Individual federal agencies have been offering alternate solutions and providing guidance on how to manage the delays. In some circumstances, agencies can use alternative methods of procurement or payment processes. Some agencies have accepted GSA help desk ticket numbers from contractors as confirmation of an attempt to revalidate or re-register to allow payments to continue while the issue gets resolved.
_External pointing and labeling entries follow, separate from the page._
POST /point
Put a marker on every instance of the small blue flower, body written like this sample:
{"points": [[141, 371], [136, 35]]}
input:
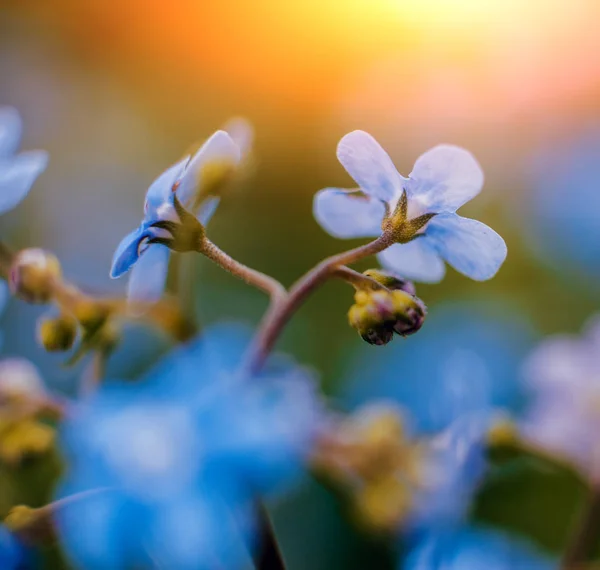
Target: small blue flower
{"points": [[475, 549], [138, 250], [180, 458], [18, 172], [442, 180]]}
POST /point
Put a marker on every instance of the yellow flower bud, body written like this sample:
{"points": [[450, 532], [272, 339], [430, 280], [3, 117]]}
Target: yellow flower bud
{"points": [[33, 275], [57, 334]]}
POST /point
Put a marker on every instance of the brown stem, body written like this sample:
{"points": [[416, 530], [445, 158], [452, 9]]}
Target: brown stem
{"points": [[586, 535], [279, 314], [255, 278]]}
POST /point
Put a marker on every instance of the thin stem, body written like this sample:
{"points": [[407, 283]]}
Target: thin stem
{"points": [[586, 535], [255, 278], [279, 314], [356, 279]]}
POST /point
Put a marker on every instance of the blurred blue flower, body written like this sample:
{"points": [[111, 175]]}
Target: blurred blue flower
{"points": [[564, 202], [466, 360], [11, 551], [18, 172], [563, 375], [474, 549], [149, 261], [442, 180], [183, 456]]}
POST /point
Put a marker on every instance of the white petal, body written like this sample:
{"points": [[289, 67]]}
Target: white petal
{"points": [[372, 168], [445, 178], [160, 190], [347, 213], [472, 248], [17, 175], [149, 275], [10, 131], [414, 260], [218, 149]]}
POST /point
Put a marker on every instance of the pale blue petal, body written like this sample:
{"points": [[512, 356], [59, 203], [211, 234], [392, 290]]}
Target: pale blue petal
{"points": [[218, 149], [207, 209], [444, 178], [347, 213], [127, 252], [10, 131], [472, 248], [17, 175], [372, 168], [160, 190], [414, 260], [149, 275]]}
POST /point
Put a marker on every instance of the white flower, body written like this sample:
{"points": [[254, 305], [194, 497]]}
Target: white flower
{"points": [[442, 180]]}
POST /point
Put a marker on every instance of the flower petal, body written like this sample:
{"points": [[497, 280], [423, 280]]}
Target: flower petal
{"points": [[10, 131], [414, 260], [17, 175], [472, 248], [372, 168], [160, 190], [149, 275], [127, 252], [207, 209], [218, 149], [347, 213], [445, 178]]}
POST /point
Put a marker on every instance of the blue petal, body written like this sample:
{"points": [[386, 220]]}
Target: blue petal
{"points": [[472, 248], [149, 275], [127, 252], [160, 190], [348, 214], [415, 260], [207, 209], [371, 167], [444, 178], [17, 175], [218, 149], [10, 131]]}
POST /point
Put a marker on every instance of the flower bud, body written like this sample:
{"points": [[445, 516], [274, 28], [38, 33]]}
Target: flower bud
{"points": [[376, 315], [57, 334], [33, 275]]}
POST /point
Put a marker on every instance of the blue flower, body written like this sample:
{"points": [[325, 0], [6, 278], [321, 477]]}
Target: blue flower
{"points": [[474, 549], [179, 460], [18, 172], [467, 360], [442, 180], [181, 182]]}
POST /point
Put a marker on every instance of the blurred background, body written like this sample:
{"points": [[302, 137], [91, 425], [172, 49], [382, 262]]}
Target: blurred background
{"points": [[116, 91]]}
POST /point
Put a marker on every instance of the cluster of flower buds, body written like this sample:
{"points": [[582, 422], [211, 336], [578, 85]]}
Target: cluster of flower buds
{"points": [[370, 455], [379, 312]]}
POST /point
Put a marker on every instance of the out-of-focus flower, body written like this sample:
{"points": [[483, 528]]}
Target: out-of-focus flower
{"points": [[420, 209], [183, 456], [563, 373], [564, 202], [466, 360], [473, 549], [18, 172], [167, 222]]}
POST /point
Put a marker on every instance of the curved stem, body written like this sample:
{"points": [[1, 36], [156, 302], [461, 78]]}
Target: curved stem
{"points": [[279, 314], [255, 278]]}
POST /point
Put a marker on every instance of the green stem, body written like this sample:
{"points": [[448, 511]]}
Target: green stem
{"points": [[279, 314]]}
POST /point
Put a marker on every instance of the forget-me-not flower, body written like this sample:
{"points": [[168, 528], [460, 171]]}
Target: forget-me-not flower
{"points": [[471, 548], [421, 209], [180, 458], [563, 374], [169, 200], [18, 172]]}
The Department of Defense’s (DOD) Office of Defense Pricing and Contracting has approved a six-week extension for the service and defense agencies beginning September 8, five months after the transition. During this period, contractors are not required to have an active SAM registration. This is acceptable for all contractors as long as they can prove they have at least attempted to get their UEI or SAM registration. Entities will need to have their registration sorted out before 30 days post-award or the first invoice. This extension is derived from FAR 52.204-7 and can be applied to existing solicitations that expect to make an award before the end of October. The contracting agency will also escalate awardees’ FSD tickets with SAM to resolve the issue faster.
DOD advised companies to use this exception sparingly because not having an active SAM registration will eventually impact contract performance, administration, receipt, and invoicing processes. Taking advantage of this exception has its own requirements, including providing the ticket number submitted to the Federal Service Desk (FSD); ensuring an alternate submission is provided for Procurement Integrated Enterprise Environment (PIEE) solicitations; closely monitoring the SAM registration process post-award, and only reporting the award to FPDS once the contractor is registered in SAM.
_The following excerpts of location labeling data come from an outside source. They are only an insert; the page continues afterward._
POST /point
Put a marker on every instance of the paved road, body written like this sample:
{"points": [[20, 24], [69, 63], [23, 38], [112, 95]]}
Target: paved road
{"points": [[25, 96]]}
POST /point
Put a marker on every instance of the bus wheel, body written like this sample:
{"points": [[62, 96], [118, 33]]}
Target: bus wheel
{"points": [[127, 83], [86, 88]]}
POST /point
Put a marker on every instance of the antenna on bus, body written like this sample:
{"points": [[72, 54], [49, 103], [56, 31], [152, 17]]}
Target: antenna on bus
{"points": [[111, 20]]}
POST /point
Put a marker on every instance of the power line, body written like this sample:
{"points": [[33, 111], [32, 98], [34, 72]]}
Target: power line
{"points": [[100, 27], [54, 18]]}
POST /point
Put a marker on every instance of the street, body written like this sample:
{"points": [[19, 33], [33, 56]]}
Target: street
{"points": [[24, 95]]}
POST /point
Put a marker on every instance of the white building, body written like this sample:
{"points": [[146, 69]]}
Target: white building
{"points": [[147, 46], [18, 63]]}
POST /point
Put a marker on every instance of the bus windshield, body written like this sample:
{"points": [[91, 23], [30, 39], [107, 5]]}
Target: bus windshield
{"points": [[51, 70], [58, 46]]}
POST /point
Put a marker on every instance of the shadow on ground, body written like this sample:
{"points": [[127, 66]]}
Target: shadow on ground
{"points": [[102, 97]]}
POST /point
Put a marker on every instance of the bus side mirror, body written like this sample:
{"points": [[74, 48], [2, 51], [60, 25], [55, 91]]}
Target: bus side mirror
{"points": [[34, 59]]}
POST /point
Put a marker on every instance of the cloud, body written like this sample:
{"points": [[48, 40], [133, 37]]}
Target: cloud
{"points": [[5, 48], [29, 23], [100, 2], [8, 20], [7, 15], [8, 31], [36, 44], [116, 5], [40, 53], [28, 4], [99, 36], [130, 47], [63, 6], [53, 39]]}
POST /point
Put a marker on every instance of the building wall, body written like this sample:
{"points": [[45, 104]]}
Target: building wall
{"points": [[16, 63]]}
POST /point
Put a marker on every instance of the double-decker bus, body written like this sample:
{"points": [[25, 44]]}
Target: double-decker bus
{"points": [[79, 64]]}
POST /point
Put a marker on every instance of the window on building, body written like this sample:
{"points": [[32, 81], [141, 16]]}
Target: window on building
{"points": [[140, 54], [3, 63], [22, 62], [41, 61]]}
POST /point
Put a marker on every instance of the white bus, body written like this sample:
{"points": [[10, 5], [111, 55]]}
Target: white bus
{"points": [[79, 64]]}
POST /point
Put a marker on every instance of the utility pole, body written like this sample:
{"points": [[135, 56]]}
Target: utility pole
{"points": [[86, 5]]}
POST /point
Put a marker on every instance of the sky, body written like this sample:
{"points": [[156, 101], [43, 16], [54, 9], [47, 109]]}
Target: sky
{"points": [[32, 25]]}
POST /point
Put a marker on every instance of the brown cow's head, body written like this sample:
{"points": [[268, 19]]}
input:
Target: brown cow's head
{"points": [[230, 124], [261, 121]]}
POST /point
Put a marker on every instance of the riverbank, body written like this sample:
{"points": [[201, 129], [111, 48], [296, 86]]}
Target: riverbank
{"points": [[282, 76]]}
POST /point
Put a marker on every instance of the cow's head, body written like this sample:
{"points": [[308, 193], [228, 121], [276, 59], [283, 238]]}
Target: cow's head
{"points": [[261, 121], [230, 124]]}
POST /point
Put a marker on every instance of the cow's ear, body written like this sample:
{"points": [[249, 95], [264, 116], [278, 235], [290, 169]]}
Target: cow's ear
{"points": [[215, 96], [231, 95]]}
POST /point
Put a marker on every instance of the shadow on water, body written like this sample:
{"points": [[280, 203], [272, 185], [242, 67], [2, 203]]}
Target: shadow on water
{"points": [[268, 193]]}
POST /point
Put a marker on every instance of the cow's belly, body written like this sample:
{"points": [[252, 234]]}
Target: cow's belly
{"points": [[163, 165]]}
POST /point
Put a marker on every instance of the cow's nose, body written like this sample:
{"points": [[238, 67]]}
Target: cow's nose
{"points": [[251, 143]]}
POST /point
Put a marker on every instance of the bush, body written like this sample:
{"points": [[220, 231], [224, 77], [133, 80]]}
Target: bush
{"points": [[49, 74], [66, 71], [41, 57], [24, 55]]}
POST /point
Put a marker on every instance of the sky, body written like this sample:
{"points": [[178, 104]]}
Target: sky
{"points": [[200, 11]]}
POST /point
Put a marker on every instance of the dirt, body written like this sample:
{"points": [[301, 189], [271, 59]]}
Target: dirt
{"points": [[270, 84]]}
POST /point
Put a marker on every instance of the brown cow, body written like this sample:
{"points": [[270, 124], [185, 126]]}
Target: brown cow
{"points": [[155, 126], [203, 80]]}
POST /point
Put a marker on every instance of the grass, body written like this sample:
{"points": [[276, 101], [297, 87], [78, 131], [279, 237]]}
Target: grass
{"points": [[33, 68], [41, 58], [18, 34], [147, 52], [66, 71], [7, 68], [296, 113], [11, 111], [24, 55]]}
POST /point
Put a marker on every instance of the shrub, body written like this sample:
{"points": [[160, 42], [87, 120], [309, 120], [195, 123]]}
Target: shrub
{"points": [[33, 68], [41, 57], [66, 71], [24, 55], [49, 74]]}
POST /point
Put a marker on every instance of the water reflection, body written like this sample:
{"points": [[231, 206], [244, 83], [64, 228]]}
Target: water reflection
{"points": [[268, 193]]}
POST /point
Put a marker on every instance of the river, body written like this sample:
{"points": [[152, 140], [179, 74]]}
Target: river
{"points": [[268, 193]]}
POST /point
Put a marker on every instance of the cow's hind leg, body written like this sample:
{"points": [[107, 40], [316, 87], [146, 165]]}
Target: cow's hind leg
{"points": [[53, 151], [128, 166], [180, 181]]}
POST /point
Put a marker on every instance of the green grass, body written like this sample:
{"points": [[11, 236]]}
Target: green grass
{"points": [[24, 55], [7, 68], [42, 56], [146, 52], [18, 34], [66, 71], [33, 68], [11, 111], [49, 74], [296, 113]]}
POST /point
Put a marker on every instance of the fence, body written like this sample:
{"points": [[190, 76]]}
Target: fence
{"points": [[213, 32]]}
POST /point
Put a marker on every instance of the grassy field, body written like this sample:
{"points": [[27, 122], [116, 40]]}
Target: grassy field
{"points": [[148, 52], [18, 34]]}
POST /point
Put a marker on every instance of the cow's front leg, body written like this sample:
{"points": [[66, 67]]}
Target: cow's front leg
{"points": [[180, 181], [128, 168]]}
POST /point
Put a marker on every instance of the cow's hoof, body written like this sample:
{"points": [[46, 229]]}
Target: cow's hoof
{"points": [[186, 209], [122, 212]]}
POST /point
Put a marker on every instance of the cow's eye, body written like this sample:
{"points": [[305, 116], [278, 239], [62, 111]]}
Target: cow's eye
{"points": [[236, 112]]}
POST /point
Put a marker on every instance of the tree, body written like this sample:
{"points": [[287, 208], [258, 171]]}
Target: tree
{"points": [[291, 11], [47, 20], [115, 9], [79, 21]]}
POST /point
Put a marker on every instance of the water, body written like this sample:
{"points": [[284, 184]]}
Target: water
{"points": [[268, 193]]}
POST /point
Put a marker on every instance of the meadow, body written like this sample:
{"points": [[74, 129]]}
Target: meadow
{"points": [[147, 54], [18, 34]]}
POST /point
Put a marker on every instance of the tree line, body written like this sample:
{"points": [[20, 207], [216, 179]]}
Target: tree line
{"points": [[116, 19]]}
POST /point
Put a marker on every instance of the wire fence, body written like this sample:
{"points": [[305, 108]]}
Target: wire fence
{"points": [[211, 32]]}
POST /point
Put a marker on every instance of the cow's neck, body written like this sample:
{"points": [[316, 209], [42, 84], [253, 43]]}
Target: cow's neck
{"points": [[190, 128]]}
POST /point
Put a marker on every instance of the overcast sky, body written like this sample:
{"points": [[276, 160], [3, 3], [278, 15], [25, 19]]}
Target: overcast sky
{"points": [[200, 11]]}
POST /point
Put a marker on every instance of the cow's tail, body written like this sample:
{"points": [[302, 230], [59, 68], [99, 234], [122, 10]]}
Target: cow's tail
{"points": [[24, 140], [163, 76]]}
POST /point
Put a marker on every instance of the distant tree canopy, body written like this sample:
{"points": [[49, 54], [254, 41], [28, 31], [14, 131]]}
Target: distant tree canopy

GSA is also using the extension approach to reduce problems associated with the UEI transition. The submission deadline for the Polaris Small Business and Women-Owned Small Business pools has been extended for the fifth time since May 2022. Bidders have experienced difficulties submitting information because of complications acquiring a UEI. Previous extensions of this huge governmentwide IT vehicle were for difficulties with SAM.gov as well.
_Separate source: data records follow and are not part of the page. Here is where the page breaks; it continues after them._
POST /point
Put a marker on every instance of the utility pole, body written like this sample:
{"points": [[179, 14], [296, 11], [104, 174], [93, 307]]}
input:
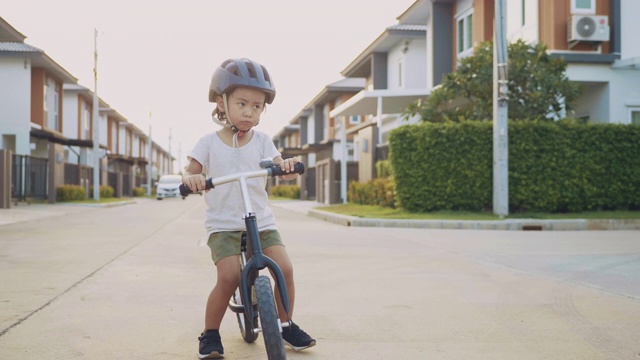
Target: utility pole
{"points": [[500, 114], [170, 170], [343, 161], [149, 167], [96, 122]]}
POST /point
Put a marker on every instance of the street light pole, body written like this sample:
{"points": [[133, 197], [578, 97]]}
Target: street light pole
{"points": [[96, 122], [500, 115], [149, 167]]}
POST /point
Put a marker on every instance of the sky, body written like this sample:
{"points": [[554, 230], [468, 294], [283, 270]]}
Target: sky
{"points": [[155, 59]]}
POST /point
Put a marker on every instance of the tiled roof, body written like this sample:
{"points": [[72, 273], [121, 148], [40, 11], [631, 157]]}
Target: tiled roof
{"points": [[18, 47], [408, 27]]}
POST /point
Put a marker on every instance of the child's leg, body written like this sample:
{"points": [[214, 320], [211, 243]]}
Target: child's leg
{"points": [[278, 253], [228, 270]]}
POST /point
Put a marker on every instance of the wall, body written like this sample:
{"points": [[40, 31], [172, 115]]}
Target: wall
{"points": [[415, 71], [630, 26], [15, 97], [623, 89], [72, 105]]}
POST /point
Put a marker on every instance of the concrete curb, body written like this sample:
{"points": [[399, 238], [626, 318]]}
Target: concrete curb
{"points": [[508, 224]]}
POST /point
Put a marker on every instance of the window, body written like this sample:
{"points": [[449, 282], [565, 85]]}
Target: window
{"points": [[583, 6], [400, 73], [86, 124], [465, 33], [634, 114]]}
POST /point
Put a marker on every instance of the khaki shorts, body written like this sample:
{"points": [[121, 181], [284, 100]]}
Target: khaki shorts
{"points": [[227, 243]]}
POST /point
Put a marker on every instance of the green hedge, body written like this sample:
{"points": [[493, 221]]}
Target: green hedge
{"points": [[380, 191], [70, 193], [553, 166], [286, 191]]}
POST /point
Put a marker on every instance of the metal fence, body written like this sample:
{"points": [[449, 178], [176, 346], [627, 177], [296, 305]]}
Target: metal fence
{"points": [[29, 177]]}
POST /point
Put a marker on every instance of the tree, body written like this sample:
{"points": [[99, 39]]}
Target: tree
{"points": [[538, 87]]}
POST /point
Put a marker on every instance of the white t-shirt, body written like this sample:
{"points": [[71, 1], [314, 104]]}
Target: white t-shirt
{"points": [[224, 203]]}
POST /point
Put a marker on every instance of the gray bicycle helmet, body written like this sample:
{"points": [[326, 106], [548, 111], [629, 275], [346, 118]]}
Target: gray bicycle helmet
{"points": [[241, 72]]}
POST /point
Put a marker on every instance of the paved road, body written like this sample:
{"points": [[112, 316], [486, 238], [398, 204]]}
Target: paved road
{"points": [[130, 282]]}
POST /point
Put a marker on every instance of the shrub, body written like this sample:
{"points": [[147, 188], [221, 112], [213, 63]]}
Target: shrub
{"points": [[70, 193], [380, 191], [106, 191], [286, 191]]}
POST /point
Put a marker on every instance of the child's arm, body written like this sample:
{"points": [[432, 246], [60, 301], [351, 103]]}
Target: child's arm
{"points": [[192, 176], [287, 165]]}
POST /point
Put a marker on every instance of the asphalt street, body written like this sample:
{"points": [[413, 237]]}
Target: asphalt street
{"points": [[130, 282]]}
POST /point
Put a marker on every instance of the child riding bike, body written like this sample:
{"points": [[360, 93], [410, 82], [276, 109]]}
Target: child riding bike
{"points": [[240, 88]]}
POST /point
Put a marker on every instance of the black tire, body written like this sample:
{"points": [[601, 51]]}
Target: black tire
{"points": [[269, 319], [247, 332]]}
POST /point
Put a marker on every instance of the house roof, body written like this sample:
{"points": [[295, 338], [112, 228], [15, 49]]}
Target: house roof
{"points": [[384, 101], [334, 90], [38, 59], [9, 33], [393, 35]]}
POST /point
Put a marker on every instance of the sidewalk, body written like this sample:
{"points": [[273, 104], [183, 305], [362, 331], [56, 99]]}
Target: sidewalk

In anticipation of initial complications, GSA planned for extra staffing support for the beginning of the transition. GSA has held several IAE Stakeholder Forums addressing the main questions and problems entities are facing. GSA recently announced several improvements as well. These are:
- Step-by-step instructions for selecting an entity from search results;
- A feature to request all entity data at once;
- Improved help articles on FSD.gov;
- A list of what information and documentation will be required is available at the start of the process;
- Ability to state if and where the user wants to use one document for multiple pieces of entity information; and
- Clear confirmation that documents were submitted
These changes are intended to simplify ticket requests and improve user experience. It takes approximately fourteen days to register an entity if all documentation is correct, and GSA is working to decrease this timeframe. There has been no indication of a solution being implemented that is intended to rectify the cause of the problems, only to facilitate solving them.
The change from DUNS to UEIs was a long process that was tested and discussed for over half a decade. The federal government ultimately decided this switch was beneficial to businesses because it would simplify the acquisition process, be more cost-effective, and create more competition. However, entities are dealing with system failures and long remediation processes. As time goes on, the kinks will (hopefully) be worked out, but there’s no telling as of when.